Os irmãos da minha mulher são o Francisco e o Zé Bessa, ex-jogadores e treinadores do clube há muitos anos (o Francisco faz também parte da Direcção). Para além de tios, são padrinhos dos dois rapazes e a principal influência é claramente deles. Pela minha parte, sempre os incentivei e tenho muito gosto em que joguem rugby no GDD que, por causa deles, passou a ser também o meu clube.

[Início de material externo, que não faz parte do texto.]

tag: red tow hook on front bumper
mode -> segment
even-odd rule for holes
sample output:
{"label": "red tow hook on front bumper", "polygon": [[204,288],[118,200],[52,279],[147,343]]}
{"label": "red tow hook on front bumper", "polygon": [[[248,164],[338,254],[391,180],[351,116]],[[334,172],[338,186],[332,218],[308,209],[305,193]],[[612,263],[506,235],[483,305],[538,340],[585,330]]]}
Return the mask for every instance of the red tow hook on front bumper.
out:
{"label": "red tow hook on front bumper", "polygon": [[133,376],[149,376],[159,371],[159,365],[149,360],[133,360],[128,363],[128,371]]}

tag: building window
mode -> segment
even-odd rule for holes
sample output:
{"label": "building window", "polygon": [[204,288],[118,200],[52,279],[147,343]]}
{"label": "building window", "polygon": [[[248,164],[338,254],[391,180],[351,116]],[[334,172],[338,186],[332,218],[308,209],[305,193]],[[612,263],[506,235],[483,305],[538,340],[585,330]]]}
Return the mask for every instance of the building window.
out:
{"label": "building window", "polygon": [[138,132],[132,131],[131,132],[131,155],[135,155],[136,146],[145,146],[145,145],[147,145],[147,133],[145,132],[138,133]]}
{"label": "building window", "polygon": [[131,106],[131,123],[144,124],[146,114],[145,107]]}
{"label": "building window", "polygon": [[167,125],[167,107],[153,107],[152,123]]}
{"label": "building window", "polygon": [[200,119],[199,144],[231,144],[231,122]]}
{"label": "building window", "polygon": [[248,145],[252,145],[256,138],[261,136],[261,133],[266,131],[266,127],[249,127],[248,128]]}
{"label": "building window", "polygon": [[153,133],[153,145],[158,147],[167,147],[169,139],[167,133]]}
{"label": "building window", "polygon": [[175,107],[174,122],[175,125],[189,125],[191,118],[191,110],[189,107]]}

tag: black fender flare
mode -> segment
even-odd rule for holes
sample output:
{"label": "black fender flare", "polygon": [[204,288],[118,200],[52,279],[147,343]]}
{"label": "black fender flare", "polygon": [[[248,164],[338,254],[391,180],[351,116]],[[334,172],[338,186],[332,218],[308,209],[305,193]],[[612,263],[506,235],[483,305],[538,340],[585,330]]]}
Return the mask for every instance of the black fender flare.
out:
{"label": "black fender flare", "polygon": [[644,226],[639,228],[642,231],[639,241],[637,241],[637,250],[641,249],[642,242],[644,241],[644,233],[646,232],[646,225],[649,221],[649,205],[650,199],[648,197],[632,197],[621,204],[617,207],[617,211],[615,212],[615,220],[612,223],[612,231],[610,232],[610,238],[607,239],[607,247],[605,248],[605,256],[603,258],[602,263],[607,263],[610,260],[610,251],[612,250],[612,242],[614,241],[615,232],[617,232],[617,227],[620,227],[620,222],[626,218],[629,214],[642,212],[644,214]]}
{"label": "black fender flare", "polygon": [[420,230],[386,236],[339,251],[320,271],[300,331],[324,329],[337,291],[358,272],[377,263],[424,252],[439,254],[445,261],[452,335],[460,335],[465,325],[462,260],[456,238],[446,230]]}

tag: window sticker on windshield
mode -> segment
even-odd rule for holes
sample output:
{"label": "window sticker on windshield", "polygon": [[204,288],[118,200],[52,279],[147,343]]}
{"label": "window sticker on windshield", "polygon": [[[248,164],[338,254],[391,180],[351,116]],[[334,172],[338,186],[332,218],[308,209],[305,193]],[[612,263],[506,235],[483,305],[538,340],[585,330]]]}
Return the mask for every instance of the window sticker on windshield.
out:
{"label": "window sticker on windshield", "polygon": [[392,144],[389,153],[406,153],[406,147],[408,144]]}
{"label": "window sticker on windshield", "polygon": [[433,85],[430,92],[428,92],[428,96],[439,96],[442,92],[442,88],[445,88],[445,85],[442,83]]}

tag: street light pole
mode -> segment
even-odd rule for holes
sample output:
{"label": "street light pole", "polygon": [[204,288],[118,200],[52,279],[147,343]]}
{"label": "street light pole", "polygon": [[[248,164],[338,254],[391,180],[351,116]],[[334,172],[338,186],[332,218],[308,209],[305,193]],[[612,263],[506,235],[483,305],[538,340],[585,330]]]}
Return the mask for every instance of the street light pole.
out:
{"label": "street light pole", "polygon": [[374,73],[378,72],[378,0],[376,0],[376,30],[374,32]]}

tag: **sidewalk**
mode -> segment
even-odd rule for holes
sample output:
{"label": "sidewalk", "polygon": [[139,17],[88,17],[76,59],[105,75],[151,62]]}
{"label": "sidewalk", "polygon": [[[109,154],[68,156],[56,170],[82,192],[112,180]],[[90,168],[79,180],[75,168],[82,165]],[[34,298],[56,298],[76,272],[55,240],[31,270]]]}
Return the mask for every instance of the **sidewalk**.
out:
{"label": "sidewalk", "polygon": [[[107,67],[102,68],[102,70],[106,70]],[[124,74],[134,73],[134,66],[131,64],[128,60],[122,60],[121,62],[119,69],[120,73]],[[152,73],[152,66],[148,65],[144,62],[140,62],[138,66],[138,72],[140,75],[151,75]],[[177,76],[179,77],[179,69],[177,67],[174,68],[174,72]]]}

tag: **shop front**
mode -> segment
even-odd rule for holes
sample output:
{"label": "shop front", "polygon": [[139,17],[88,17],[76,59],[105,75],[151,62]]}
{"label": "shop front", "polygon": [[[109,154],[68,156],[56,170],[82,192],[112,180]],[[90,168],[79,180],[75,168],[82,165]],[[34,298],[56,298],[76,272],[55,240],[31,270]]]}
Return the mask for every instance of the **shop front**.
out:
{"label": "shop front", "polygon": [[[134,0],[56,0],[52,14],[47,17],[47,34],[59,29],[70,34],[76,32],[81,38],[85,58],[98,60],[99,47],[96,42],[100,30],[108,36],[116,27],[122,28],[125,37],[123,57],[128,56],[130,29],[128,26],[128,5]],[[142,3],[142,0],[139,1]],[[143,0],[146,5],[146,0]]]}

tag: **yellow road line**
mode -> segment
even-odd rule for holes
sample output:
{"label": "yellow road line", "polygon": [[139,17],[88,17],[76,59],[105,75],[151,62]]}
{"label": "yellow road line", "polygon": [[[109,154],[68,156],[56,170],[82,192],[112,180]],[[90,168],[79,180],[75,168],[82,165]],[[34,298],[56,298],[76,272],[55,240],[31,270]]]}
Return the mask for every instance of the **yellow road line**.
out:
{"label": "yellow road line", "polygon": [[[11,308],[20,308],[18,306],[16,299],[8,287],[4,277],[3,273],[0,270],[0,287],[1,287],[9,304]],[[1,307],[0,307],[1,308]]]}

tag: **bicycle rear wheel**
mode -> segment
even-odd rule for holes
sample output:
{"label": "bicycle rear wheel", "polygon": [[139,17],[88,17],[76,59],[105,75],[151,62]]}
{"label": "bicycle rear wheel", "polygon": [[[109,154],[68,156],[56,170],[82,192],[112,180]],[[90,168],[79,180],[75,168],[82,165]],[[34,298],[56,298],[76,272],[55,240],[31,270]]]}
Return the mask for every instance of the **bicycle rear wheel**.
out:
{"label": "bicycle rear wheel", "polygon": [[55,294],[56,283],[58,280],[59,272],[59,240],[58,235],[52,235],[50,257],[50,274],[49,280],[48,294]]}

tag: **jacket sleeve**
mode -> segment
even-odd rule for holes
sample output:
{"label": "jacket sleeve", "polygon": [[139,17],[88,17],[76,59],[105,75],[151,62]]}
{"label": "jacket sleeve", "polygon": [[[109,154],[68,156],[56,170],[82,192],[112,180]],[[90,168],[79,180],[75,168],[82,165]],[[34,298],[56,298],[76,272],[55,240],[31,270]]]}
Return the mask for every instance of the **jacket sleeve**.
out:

O râguebi é um magnífico tema de fotografia. É jogado por pessoas extraordinárias, com carácter excecional, muito resilientes, capazes de grandes esforços com uma técnica apurada. Proporciona emoções fortes e transmite espírito de equipa, sacrifício pelo grupo, tenacidade, coragem e respeito, tudo em grandes doses, com elevada intensidade, muitas vezes em condições meteorológicas adversas. A somar a tudo isto, o râguebi oferece-nos boas cores, texturas e ambientes. Uma fotografia perfeita é aquela que consegue combinar a maior parte destas componentes de uma forma esteticamente atraente. Felizmente, se estivermos atentos, este grande desporto proporciona imensas oportunidades para conseguirmos estas fotografias perfeitas.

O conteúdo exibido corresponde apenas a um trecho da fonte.